Operating profits of many Japanese companies began to decline as early as 1985, but because of a law established in the early 1980’s, Japanese companies were able to invest money in securities (stocks) tax free in “tokkin” accounts. By 1989 Japanese companies held over $300 billion (40 trillion yen) in these accounts. Traders bid up stock prices of declining businesses not because of the underlying business, but because of the stocks the companies held in their tokkin accounts. This created a dangerous circularity in the Japanese financial system. By the end of the 1980s, even large companies like Toyota, Nissan, and Sharp would derive more than half their income by way of these speculative accounts, not from the operations of their business!
Money was so loose that many Japanese companies could borrow at negative interest rates with warrant bonds and currency swaps.

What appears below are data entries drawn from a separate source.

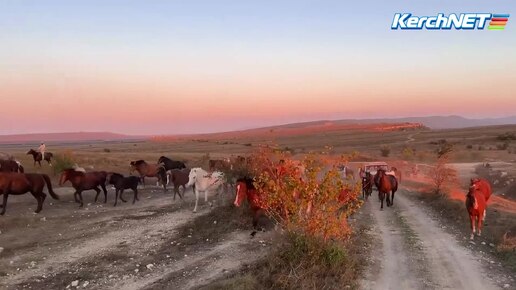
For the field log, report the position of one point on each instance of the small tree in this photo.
(303, 197)
(408, 153)
(442, 175)
(385, 150)
(445, 148)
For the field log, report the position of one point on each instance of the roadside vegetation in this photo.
(315, 246)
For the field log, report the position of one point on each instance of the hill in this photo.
(69, 136)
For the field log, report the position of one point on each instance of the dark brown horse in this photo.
(145, 169)
(476, 206)
(38, 158)
(397, 173)
(170, 164)
(179, 177)
(245, 189)
(367, 185)
(11, 166)
(387, 184)
(485, 187)
(82, 181)
(121, 183)
(19, 183)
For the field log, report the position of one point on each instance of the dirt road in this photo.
(158, 243)
(413, 251)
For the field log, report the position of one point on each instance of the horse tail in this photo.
(49, 185)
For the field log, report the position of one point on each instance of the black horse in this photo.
(170, 164)
(38, 158)
(121, 183)
(11, 166)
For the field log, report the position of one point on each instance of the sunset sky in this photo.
(167, 67)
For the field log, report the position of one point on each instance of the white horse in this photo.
(205, 182)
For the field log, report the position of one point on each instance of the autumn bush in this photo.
(303, 196)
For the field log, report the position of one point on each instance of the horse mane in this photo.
(116, 174)
(249, 182)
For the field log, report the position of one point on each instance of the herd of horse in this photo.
(14, 181)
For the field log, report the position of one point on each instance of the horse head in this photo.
(162, 159)
(192, 176)
(65, 176)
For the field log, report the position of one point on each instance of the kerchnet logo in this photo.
(468, 21)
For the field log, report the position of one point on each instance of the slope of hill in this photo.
(300, 129)
(70, 136)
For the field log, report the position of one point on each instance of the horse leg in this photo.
(76, 193)
(121, 195)
(79, 193)
(381, 200)
(98, 192)
(116, 197)
(40, 197)
(135, 197)
(103, 186)
(196, 200)
(479, 225)
(206, 198)
(4, 205)
(472, 221)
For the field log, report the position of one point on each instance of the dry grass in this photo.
(500, 227)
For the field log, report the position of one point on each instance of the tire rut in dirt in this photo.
(403, 264)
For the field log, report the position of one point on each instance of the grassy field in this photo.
(415, 145)
(470, 145)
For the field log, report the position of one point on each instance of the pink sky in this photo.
(139, 78)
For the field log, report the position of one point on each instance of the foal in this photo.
(85, 181)
(476, 206)
(121, 183)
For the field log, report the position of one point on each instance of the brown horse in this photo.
(245, 189)
(121, 183)
(145, 169)
(19, 183)
(82, 181)
(367, 185)
(476, 206)
(38, 158)
(11, 166)
(386, 184)
(397, 173)
(179, 177)
(483, 186)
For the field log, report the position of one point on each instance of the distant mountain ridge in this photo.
(432, 122)
(67, 136)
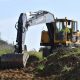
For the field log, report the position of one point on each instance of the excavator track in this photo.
(13, 60)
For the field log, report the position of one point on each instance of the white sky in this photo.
(11, 9)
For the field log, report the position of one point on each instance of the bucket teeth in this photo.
(13, 60)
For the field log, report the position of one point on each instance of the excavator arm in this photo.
(19, 57)
(36, 18)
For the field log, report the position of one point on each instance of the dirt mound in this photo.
(62, 65)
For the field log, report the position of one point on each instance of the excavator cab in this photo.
(60, 32)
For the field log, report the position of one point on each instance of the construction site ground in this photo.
(62, 65)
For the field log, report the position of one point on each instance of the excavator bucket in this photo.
(13, 60)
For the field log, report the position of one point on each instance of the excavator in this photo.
(60, 32)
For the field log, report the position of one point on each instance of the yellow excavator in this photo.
(60, 32)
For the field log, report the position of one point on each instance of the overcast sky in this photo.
(11, 9)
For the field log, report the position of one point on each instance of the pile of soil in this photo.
(64, 65)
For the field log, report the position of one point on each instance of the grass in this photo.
(5, 51)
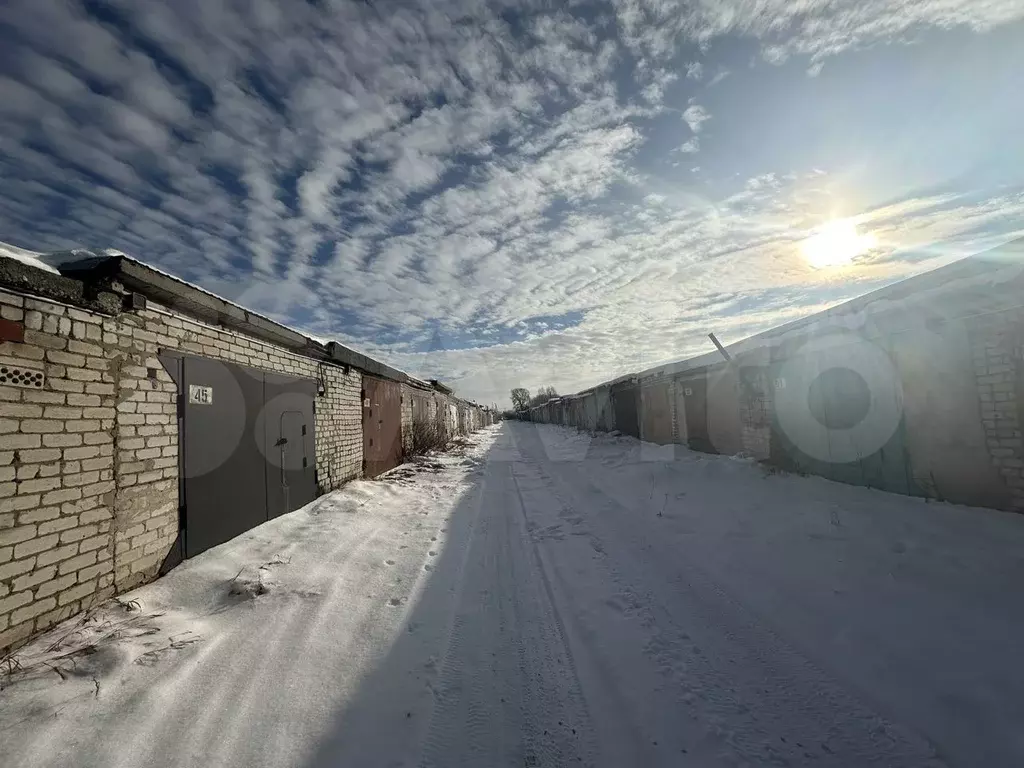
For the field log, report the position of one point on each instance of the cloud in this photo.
(817, 29)
(695, 116)
(449, 170)
(691, 145)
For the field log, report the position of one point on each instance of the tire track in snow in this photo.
(506, 691)
(233, 679)
(760, 697)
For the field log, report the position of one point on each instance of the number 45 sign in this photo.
(200, 395)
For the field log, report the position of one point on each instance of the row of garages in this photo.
(147, 421)
(915, 389)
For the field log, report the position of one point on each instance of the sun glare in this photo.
(836, 244)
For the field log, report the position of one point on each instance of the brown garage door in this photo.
(381, 425)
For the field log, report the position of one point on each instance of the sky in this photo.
(517, 194)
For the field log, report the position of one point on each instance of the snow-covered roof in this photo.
(965, 288)
(170, 289)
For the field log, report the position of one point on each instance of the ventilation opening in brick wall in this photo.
(22, 377)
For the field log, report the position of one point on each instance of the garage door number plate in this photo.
(200, 395)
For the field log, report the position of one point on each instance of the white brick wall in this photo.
(89, 461)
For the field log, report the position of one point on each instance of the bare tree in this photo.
(520, 398)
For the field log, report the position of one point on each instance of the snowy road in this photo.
(548, 599)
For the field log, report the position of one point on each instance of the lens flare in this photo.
(836, 244)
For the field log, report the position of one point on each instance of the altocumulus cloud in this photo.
(479, 192)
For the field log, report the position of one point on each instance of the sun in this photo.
(836, 244)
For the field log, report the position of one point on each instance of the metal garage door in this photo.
(381, 425)
(656, 414)
(288, 430)
(246, 448)
(695, 397)
(626, 397)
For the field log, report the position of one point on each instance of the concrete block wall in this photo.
(407, 418)
(996, 342)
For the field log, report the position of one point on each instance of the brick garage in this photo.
(89, 425)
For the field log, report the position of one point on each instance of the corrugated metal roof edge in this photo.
(1006, 261)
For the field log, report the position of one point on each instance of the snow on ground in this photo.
(544, 598)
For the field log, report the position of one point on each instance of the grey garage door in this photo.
(246, 448)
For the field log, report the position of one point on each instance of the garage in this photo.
(246, 448)
(381, 425)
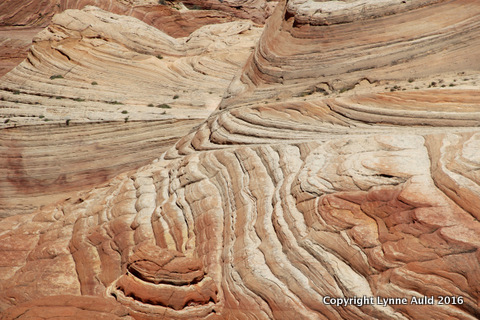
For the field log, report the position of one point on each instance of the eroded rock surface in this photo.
(93, 77)
(270, 206)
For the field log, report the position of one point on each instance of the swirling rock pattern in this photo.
(269, 207)
(92, 77)
(338, 44)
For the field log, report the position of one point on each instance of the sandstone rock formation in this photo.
(289, 194)
(108, 76)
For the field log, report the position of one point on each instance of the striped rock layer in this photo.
(271, 207)
(103, 94)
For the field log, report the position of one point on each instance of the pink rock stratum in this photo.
(337, 179)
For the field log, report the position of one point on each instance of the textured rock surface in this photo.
(270, 206)
(44, 164)
(375, 46)
(92, 66)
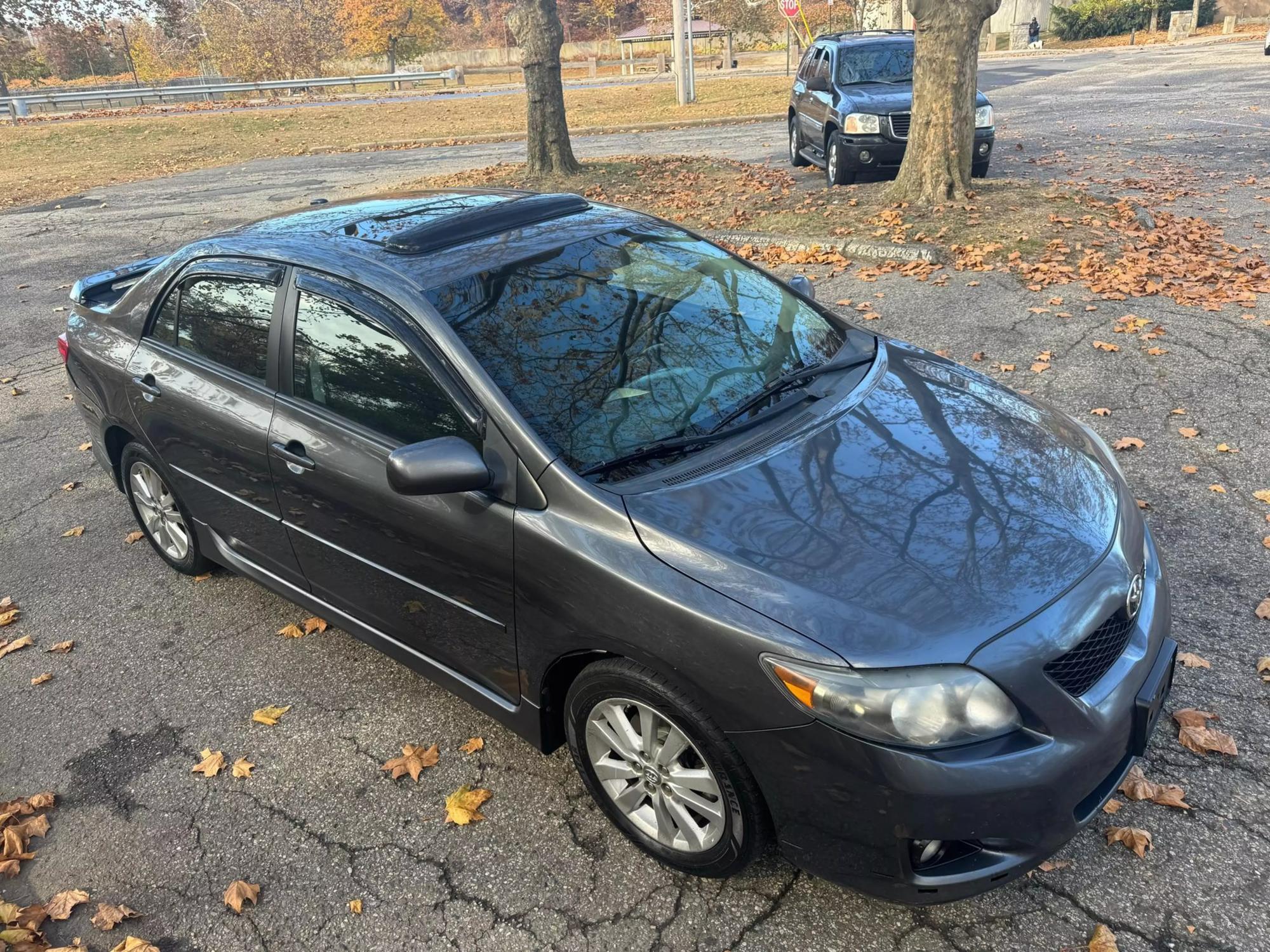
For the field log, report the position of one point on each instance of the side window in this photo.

Bonds were effectively set with negative interest rates, but they had attached stock warrants to them, investors gladly paid companies to borrow in exchange for discounted shares in the future. Of course when the stock market bubble burst, these warrants would become useless.
To this day, even a few decades later, the Nikkei has yet to recover from these euphoric highs. In fact, even today, 29 years later, the index stands at a level nearly 50% lower than 1989:
December 29th, 1999 – Nasdaq closes over 4,000 for the first time, after just crossing over 3,000 November 3rd. The momentum would continue has the 5,000 barrier is crossed March 9th.
The tech bubble was in its final “euphoric” stage. Stocks had risen more than 33% in less than 2 months, and would still rise another 25% before peaking on March 10, 2000 at 5,048.60.
Best December 29th in Dow Jones Industrial Average History
1931 – Up 2.71%, 2.0 points.
Worst December 29th in Dow Jones Industrial Average History
1915, Down 1.21%, 1.2 points.
Read of the Day
Michael Lewis the the author of some excellent financial books, and his commentary on the Japanese stock market bubble is no exception. This article was originally published for The Spectator, and is responsible for the term ‘Kamikaze Capitalism” that took hold to describe the Japanese financial system.
“Japan has replaced America as the world’s most financially obsessed nation. Japan’s leading financial daily — the Nikkei Shimbun — has eight million subscribers, Compared to the Wall Street Journal’s two million. There are streets in Tokyo in which stock market quotations are easier to find than the time. There are Shinto shrines that each January issue tip sheets of hot stocks for the coming year.”
The article is a great look at the Japanese bubble, and its early aftermath (this article was written in June 1990, the Nikkei had fallen about 35% from its peak at this time).